Hacynthe Gbloèdzro a été pris à parti par des manifestants au cours de la marche du vendredi 12 décembre 2014, initiée par le combat pour l’alternance politique (CAP 2015) et les Organisations de défense des droits de l’homme (ODDH) dans les rues de Lomé.

Quant à Aristide Kuévidjin, au cours d’une interview le  coordonnateur des ODDH Me Zeus Ajavon à la fin de la même manifestation, Me Jil Benoît Afangbédji, président de « Ensemble pour les Droits de l’Homme » a élevé “le ton contre lui au sujet des questions posées par le confrère.
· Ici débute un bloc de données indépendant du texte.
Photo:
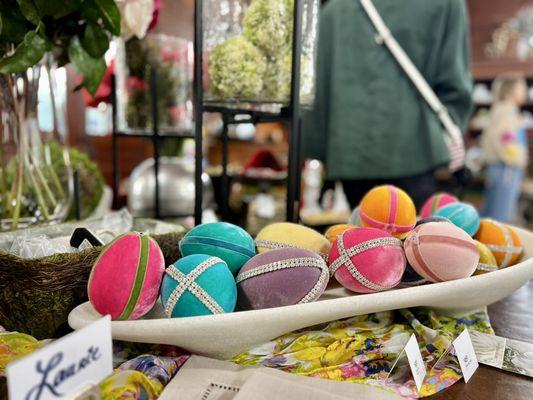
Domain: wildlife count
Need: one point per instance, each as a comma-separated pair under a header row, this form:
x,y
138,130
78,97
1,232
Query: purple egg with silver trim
x,y
281,277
S’en est suivi la menace d’une gifle de l’avocat défenseur des droits de l’homme si le confrère s’entêtait à continuer son interview”. L’union des journalistes indépendants du Togo (UJIT) et le syndicat national des journalistes indépendants du Togo (SYNJIT) affichent leur « tristesse et indignation » par rapport à la répétition de ces actes de violence à l’encontre des Hommes de médias.

« L’UJIT et le SYNJIT ne sauraient tolérer des intimidations et des violences vis-à-vis des journalistes d’où qu’elles viennent. Elles appellent les partis politiques et les organisations de défenses des droits de l’homme à recadrer leurs militants lors des manifestations à l’avenir et à réserver une sécurité digne de foi aux journalistes » indique un communiqué reçu à la rédaction d’Africa Rendez-Vous. Rappelons que le correspondant de radio France international a été également menacé dans le cadre de la manifestation du vendredi 28 novembre dans le cadre de la manifestation des ODDH pour les réformes constitutionnelles et institutionnelles.